Logistic Regression Optimization¶

In this module, I create my own toy dataset of 6 ultimate frisbee players, each rated on experience, skill, and athleticism. Each is also labeled as either a "good" or a "bad" player. I would like to teach a simple logistic regression model to predict whether a player is good or bad based on their experience, skill, and athleticism without using any machine learning libraries.
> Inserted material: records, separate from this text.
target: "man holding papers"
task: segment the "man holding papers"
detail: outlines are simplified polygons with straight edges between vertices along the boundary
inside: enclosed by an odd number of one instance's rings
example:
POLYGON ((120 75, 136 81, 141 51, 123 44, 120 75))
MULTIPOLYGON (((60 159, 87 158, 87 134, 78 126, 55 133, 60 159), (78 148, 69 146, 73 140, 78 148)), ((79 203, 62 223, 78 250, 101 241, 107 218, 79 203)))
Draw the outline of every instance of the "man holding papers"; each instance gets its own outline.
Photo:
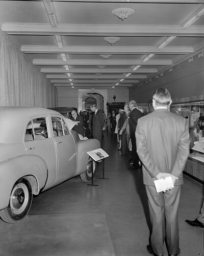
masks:
POLYGON ((147 249, 155 255, 163 255, 165 239, 169 255, 180 252, 178 207, 190 140, 185 118, 169 111, 171 103, 167 90, 156 90, 155 110, 138 119, 135 133, 152 224, 147 249))

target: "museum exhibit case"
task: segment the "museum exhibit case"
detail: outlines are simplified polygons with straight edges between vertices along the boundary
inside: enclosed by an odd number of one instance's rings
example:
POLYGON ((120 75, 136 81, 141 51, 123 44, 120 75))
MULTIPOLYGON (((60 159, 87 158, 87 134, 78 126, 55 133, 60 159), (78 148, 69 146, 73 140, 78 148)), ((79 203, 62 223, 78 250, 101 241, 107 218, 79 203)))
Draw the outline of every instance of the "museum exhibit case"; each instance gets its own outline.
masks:
POLYGON ((173 100, 170 110, 183 116, 189 129, 190 155, 184 173, 204 184, 204 96, 199 97, 173 100))

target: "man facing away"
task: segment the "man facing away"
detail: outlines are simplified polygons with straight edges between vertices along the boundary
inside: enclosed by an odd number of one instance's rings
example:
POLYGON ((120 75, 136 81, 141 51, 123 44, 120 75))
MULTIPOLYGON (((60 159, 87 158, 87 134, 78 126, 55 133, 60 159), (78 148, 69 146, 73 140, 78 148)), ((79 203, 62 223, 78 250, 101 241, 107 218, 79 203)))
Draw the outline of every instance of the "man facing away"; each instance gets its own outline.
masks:
POLYGON ((104 114, 97 108, 95 103, 91 104, 91 111, 93 113, 92 116, 92 133, 94 139, 97 139, 100 141, 100 147, 102 144, 102 129, 104 125, 104 114))
POLYGON ((178 207, 189 133, 185 118, 169 111, 171 99, 167 90, 156 90, 152 102, 154 111, 138 120, 135 133, 152 225, 147 249, 150 254, 163 255, 166 239, 169 255, 176 256, 180 252, 178 207), (174 187, 157 193, 154 180, 168 176, 174 187))
POLYGON ((131 112, 129 114, 129 125, 130 133, 131 139, 133 165, 129 167, 129 170, 137 169, 139 167, 139 157, 137 153, 136 140, 135 138, 135 130, 136 129, 137 122, 139 118, 143 116, 143 114, 137 108, 137 104, 136 101, 132 99, 129 104, 130 109, 131 112))
POLYGON ((71 111, 71 120, 78 122, 78 123, 72 128, 72 130, 84 136, 84 120, 83 117, 78 115, 76 111, 74 110, 71 111))

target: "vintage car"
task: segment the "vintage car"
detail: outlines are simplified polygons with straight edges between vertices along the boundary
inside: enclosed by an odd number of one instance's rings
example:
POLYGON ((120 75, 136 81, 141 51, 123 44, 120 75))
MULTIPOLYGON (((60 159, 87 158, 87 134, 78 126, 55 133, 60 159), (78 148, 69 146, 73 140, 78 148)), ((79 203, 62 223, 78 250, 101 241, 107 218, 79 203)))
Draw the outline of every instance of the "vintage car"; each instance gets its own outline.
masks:
POLYGON ((80 140, 56 111, 0 106, 0 217, 6 222, 26 216, 33 195, 76 175, 88 181, 95 172, 87 152, 99 142, 80 140))

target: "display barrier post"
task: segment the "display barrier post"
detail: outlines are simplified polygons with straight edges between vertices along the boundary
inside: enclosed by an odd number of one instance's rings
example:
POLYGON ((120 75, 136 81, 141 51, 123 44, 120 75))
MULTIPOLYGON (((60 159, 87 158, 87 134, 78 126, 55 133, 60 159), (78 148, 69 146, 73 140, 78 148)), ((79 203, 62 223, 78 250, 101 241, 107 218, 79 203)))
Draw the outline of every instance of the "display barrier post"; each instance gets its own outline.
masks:
POLYGON ((109 157, 109 155, 102 150, 102 148, 97 148, 97 150, 93 150, 87 152, 87 154, 92 158, 91 164, 91 184, 87 184, 87 186, 98 186, 98 185, 95 185, 93 182, 93 161, 95 162, 101 162, 102 170, 103 170, 103 178, 99 178, 103 180, 109 180, 105 178, 105 159, 109 157))
POLYGON ((107 179, 107 178, 105 178, 105 158, 102 159, 101 164, 102 164, 102 170, 103 170, 103 178, 98 178, 98 179, 100 179, 101 180, 109 180, 109 179, 107 179))
POLYGON ((87 186, 98 186, 98 185, 96 185, 95 184, 93 184, 93 161, 94 160, 92 159, 92 162, 91 162, 91 184, 87 184, 87 186))

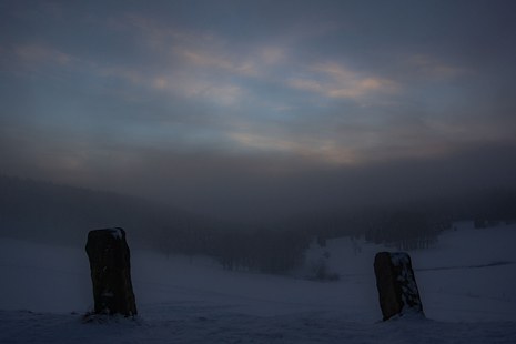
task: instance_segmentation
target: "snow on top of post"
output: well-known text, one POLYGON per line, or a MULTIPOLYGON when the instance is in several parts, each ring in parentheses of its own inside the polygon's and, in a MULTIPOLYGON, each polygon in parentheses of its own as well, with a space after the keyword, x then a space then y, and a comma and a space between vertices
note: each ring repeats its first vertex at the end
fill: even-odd
POLYGON ((122 239, 122 231, 120 231, 120 229, 109 229, 109 231, 114 237, 122 239))
POLYGON ((394 264, 394 266, 399 266, 399 263, 404 263, 405 265, 408 265, 408 262, 411 261, 409 256, 405 252, 394 252, 391 253, 391 260, 394 264))

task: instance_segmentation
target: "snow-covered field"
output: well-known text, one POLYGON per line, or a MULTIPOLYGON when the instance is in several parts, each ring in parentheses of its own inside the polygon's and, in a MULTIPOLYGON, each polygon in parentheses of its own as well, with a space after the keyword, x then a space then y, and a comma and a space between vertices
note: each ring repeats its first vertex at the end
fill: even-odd
POLYGON ((0 239, 0 343, 516 343, 515 243, 516 225, 464 222, 409 252, 427 320, 385 323, 373 260, 394 250, 383 245, 313 244, 291 276, 132 251, 139 316, 83 324, 93 305, 84 250, 0 239), (305 280, 318 260, 340 281, 305 280))

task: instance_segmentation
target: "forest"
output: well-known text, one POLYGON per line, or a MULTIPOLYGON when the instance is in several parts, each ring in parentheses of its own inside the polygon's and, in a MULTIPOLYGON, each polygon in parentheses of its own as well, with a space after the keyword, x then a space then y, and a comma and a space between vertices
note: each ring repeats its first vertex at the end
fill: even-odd
POLYGON ((285 274, 304 262, 312 241, 364 236, 397 250, 422 250, 475 220, 484 227, 516 220, 516 190, 489 189, 357 209, 302 213, 270 223, 236 223, 148 199, 0 175, 0 236, 84 245, 94 229, 125 229, 131 247, 209 255, 225 270, 285 274))

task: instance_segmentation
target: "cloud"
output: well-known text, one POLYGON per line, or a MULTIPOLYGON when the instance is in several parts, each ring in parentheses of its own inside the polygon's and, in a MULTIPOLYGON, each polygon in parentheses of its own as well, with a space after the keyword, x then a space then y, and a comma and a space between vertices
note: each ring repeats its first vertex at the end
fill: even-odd
POLYGON ((17 45, 14 53, 23 63, 31 67, 48 63, 69 64, 77 60, 70 54, 38 43, 17 45))

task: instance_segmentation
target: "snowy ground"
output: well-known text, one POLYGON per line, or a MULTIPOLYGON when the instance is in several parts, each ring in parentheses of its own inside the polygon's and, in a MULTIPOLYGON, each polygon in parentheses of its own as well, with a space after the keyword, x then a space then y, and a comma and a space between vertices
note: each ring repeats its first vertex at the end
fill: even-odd
POLYGON ((516 343, 516 225, 457 227, 409 252, 427 320, 386 323, 373 260, 393 249, 350 237, 308 251, 307 265, 330 253, 341 280, 326 283, 134 251, 139 317, 102 324, 82 324, 93 304, 83 250, 0 239, 0 343, 516 343))

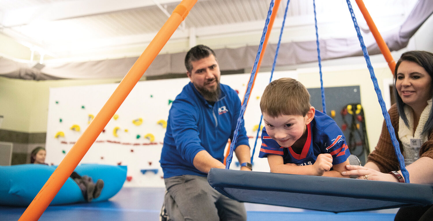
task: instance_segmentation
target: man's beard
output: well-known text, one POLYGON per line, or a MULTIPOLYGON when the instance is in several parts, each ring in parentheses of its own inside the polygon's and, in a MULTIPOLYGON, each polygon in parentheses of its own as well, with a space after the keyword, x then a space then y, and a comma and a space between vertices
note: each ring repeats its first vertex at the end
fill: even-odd
POLYGON ((220 82, 216 79, 215 79, 215 81, 216 82, 216 88, 213 91, 209 90, 204 87, 200 86, 195 84, 194 84, 194 86, 197 89, 197 90, 203 96, 205 99, 212 102, 215 102, 218 100, 221 95, 221 87, 220 86, 220 82))

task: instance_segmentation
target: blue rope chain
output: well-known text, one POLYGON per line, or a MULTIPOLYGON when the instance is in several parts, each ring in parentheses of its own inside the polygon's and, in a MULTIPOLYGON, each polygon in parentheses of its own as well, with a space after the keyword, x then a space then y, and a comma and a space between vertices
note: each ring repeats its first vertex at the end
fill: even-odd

Here we go!
1. Dataset¶
The toy dataset is defined in the file A1_Data_ILG.csv and is shown below:
import pandas as pd
df = pd.read_csv('A1_Data_ILG.csv')
print(df)
experience skill athleticism label 0 5 8 5 good 1 4 4 3 good 2 2 2 4 bad 3 0 2 3 bad 4 5 6 5 good 5 1 0 0 bad
2. General Linear Equation¶
Let's define the general linear equation for a logistic regression model.
2a. $z = w_1 * x_1 + w_2 * x_2 + w_3 * x_3 + b$
2b. $z = w^T * x + b$
2c. The w values represent the weights of each of the inputs.
2d. The b value represents the bias.
3. Plot the Data¶
Let's take a look at this three dimensional data on a 3-dimensional plot.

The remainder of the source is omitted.